On the flip side, I get to walk down to the edge of the ship canal and experience the boats up close. They are stunning to watch and hear.
Just as these ships are a mixed blessing for my walk to work, they are a mixed blessing for the harbor ecosystem.
These ships are critical to the economy of Duluth and Northeastern Minnesota. Followers of the progressive think tank Minnesota 2020 may have read their detailed report Safe, Clean and Efficient: Moving Minnesota to Market by Water, which does a great job explaining the economic benefits to Minnesota taxpayers.
These ships carry taconite, coal and grains out. That’s where the money is. They also carry ballast water in. That’s the problem. Ballast water can contain exotic species, invaders from foreign ports. Aquatic invaders such as zebra mussels and the spiny waterflea arrived in the Duluth-Superior harbor in the hulls of these same ships. These invasive species have dramatically affected the food chain in Duluth and other harbors around the Great Lakes. Annual costs of dealing with these invaders run up to $200 million per year in the Great Lakes basin.

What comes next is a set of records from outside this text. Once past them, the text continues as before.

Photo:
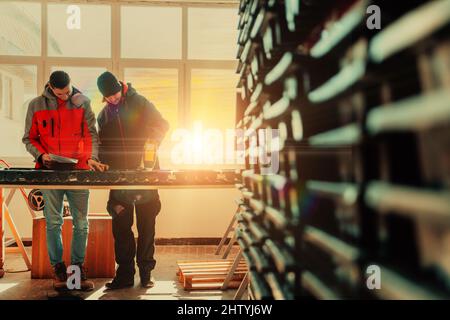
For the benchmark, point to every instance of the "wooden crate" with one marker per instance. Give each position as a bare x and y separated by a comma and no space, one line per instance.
100,259
208,274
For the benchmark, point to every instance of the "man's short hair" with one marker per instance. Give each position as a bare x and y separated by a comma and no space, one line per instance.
59,79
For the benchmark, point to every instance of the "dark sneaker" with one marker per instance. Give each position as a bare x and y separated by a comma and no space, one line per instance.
86,285
147,281
60,276
120,283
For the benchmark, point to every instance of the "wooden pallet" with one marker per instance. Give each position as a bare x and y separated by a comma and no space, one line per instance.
208,274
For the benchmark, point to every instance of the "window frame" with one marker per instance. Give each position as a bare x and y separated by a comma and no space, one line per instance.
116,64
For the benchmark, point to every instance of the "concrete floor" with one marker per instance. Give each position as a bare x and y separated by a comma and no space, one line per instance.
19,285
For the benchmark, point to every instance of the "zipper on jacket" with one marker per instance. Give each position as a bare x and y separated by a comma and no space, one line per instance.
123,139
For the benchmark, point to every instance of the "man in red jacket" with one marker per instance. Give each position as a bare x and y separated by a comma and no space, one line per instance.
61,122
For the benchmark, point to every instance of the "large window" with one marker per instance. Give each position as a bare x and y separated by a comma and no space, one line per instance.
17,89
79,31
212,33
151,32
179,55
213,97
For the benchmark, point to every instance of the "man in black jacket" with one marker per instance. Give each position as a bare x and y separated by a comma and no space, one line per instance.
126,123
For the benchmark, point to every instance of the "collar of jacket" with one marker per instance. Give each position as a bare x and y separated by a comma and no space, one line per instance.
77,99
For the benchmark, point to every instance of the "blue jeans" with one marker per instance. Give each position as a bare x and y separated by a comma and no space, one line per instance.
53,213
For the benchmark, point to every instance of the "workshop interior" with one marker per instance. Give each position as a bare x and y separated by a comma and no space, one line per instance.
225,150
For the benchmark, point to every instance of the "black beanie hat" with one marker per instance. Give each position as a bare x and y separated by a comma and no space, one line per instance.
108,84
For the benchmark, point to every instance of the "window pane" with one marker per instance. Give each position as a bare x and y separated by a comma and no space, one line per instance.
85,80
213,98
159,86
151,32
20,28
79,30
212,33
17,89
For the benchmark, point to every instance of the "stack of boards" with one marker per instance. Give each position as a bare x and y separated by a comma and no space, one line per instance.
209,274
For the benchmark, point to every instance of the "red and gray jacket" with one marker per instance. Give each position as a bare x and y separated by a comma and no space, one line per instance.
65,128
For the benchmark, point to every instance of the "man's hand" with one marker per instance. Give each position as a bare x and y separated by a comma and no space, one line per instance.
47,161
119,209
97,166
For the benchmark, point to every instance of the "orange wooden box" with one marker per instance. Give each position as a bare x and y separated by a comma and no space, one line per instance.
99,260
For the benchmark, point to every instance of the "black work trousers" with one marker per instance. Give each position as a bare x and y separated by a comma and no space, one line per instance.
124,240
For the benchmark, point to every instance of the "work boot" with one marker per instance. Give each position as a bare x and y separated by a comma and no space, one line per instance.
85,284
120,282
60,276
124,278
147,281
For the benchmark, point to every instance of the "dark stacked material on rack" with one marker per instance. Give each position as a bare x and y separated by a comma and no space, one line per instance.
364,154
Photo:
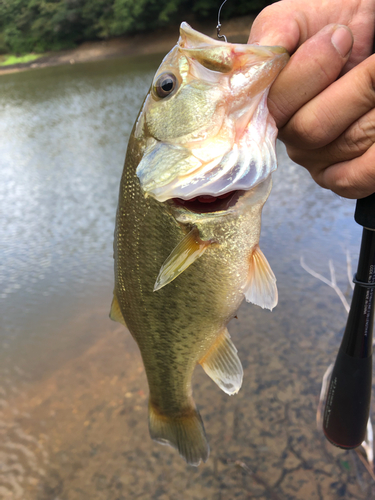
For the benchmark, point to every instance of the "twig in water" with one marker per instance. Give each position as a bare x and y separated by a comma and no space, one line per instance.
331,283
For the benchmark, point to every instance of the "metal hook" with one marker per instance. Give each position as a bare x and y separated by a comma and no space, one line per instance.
218,27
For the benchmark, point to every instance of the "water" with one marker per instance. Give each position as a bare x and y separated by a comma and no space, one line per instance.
73,394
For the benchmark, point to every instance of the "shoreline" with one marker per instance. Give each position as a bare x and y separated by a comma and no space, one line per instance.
162,40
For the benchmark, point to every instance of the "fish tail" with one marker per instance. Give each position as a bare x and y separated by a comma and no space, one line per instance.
185,433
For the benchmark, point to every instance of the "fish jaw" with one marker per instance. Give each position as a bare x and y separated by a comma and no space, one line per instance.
213,134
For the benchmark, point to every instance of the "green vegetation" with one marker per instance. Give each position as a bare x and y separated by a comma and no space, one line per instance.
40,25
8,60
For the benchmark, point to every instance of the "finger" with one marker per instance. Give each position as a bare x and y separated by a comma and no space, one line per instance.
311,69
354,142
350,179
291,22
325,117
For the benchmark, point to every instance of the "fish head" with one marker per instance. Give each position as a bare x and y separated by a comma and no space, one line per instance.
205,125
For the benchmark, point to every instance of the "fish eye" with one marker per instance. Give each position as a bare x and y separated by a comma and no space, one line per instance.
165,85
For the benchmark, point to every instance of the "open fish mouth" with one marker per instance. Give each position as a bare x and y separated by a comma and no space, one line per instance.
208,203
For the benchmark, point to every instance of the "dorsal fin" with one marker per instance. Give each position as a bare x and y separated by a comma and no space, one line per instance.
116,314
222,364
261,285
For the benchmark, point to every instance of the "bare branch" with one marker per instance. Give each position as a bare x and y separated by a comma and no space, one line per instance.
323,391
331,283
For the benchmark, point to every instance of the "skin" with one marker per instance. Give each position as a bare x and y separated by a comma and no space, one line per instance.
323,101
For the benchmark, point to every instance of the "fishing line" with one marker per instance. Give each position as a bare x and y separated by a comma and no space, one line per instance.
218,27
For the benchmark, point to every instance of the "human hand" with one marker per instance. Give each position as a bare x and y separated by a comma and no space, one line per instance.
326,122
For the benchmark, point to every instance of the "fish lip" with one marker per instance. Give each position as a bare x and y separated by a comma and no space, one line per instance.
199,207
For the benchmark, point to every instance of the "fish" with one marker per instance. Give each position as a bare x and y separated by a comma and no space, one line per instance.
197,173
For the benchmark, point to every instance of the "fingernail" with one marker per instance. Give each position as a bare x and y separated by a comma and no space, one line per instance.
342,40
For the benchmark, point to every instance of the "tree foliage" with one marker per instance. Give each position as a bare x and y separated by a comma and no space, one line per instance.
40,25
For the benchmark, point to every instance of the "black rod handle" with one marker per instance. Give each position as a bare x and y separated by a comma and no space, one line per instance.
349,395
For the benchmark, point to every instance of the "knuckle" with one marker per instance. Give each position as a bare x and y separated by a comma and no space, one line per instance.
361,135
308,129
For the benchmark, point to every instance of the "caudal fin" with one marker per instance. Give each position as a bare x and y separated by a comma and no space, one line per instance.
185,433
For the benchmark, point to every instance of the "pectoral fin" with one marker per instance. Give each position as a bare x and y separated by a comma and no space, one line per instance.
116,314
184,254
222,364
261,286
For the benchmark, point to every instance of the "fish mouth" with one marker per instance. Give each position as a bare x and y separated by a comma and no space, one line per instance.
209,204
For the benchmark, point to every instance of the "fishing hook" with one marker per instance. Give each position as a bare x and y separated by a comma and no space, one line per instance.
218,27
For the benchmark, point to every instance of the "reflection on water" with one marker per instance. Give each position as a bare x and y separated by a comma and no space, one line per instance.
73,394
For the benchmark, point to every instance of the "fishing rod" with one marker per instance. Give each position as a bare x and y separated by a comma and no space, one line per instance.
349,394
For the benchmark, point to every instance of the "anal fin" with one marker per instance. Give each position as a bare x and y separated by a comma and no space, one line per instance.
190,248
222,364
261,285
116,314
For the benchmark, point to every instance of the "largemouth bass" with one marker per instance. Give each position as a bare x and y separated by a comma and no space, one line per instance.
197,173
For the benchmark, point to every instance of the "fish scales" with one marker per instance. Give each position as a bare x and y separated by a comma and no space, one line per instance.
184,265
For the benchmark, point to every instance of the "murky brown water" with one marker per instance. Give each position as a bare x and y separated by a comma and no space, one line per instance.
73,393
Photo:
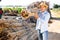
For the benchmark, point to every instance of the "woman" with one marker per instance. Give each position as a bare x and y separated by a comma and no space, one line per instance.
42,17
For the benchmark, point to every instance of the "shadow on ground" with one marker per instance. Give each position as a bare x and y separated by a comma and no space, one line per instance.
53,36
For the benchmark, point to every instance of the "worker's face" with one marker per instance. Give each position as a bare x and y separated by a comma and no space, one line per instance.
43,8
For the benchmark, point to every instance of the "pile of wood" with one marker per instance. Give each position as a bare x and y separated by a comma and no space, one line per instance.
17,31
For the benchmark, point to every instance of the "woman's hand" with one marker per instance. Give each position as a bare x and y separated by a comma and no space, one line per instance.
36,16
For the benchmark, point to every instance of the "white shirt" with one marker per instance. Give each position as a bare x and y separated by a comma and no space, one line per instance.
42,21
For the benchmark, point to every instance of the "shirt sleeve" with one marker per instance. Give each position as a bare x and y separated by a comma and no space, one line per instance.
45,19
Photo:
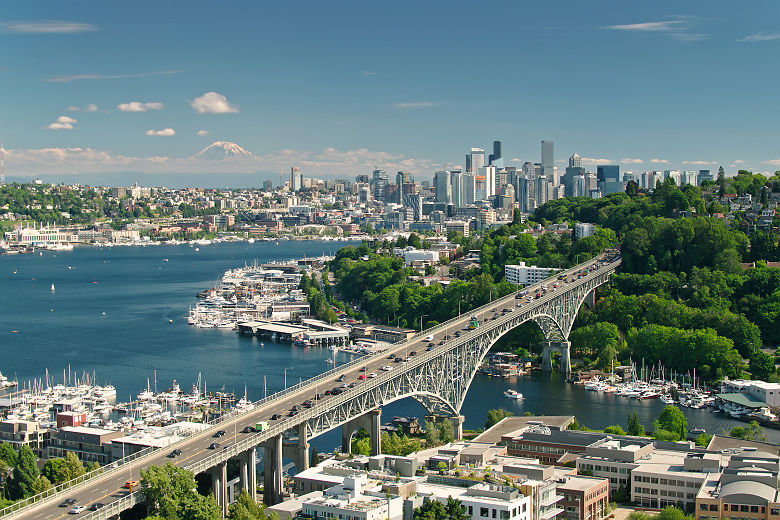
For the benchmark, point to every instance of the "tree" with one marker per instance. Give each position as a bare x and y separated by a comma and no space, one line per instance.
495,415
25,474
634,426
762,365
673,420
170,492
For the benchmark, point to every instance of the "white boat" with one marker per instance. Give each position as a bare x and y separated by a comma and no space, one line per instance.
513,394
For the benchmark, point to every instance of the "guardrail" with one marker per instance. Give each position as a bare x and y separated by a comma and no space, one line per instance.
116,466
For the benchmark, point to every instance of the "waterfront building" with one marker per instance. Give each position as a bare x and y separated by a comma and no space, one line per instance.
583,229
548,162
527,274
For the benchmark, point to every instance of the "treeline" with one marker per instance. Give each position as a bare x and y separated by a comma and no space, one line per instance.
20,477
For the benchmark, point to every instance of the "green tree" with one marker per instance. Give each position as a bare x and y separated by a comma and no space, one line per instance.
634,426
762,365
495,415
25,474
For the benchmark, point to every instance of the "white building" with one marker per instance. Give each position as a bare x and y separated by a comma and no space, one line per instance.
527,274
583,229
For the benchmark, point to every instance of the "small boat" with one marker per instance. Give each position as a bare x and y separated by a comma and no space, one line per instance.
513,394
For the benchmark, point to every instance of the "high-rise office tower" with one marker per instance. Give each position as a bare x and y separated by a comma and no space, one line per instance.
548,162
529,169
379,182
476,160
541,190
496,159
296,179
441,180
575,161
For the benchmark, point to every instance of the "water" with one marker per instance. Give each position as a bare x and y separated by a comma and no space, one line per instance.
110,312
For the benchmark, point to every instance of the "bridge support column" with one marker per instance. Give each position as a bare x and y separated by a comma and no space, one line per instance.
456,420
272,475
371,422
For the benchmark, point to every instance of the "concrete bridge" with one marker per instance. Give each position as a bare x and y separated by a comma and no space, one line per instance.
436,373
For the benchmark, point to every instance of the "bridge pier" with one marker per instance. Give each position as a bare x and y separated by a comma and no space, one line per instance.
369,421
561,346
248,474
456,420
272,474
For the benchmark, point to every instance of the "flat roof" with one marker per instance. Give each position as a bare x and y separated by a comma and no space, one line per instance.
512,424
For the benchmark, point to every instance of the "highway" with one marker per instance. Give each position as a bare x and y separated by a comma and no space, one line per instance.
109,487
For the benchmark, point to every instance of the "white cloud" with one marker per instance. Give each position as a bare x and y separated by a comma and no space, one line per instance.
63,123
415,104
213,103
590,161
327,162
138,106
47,27
760,37
165,132
677,28
89,108
74,77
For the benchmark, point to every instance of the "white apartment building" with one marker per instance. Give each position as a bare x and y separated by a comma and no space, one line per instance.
527,274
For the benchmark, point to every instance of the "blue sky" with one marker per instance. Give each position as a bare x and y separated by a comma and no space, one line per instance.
95,87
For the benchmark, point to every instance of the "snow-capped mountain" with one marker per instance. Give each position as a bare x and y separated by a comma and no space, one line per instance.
220,150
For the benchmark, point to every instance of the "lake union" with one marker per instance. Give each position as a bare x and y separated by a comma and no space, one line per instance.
110,312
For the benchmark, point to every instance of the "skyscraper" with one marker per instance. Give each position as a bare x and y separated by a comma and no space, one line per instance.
476,159
296,179
548,162
496,159
441,180
379,182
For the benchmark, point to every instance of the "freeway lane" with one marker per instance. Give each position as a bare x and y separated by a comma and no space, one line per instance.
110,487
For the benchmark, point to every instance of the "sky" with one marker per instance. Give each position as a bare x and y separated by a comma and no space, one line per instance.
121,91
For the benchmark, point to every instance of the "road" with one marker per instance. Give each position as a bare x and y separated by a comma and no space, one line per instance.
109,487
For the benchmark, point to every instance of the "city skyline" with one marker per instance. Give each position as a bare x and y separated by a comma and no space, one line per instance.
635,86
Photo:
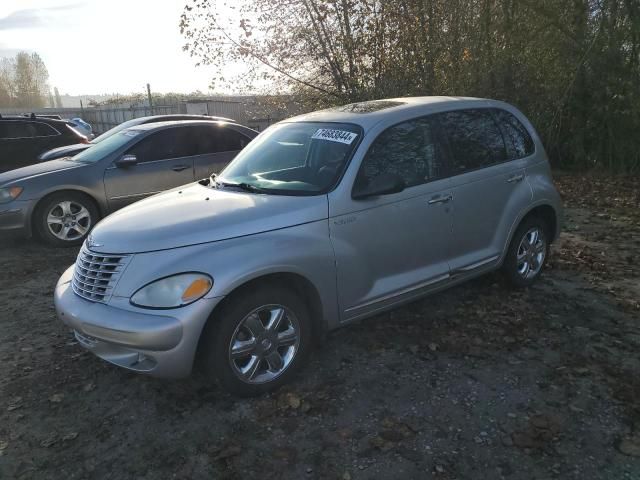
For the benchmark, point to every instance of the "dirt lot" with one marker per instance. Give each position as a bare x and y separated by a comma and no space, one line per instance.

Those concerned about Minnesota’s economy and Minnesota’s environment can and should support Great Lakes shipping. But the economic and ecologic impact of exotics species needs to be part of the discussion. In coming months, the federal government will take major steps forward in protecting our harbors from these invaders. The Environmental Protection Agency has a draft permit for marine vessels, requiring them to treat ballast water before releasing it. The Republican-controlled House of Representatives has passed a bill with similar provisions. Another mixed blessing: many environmental groups think both proposals, though a step in the right direction, are too weak to prevent further aquatic invasions.
Minnesota will always move to market by water; now we can ensure that water stays healthy.
(This article initially appeared in Hindsight, the Minnesota 2020 blog)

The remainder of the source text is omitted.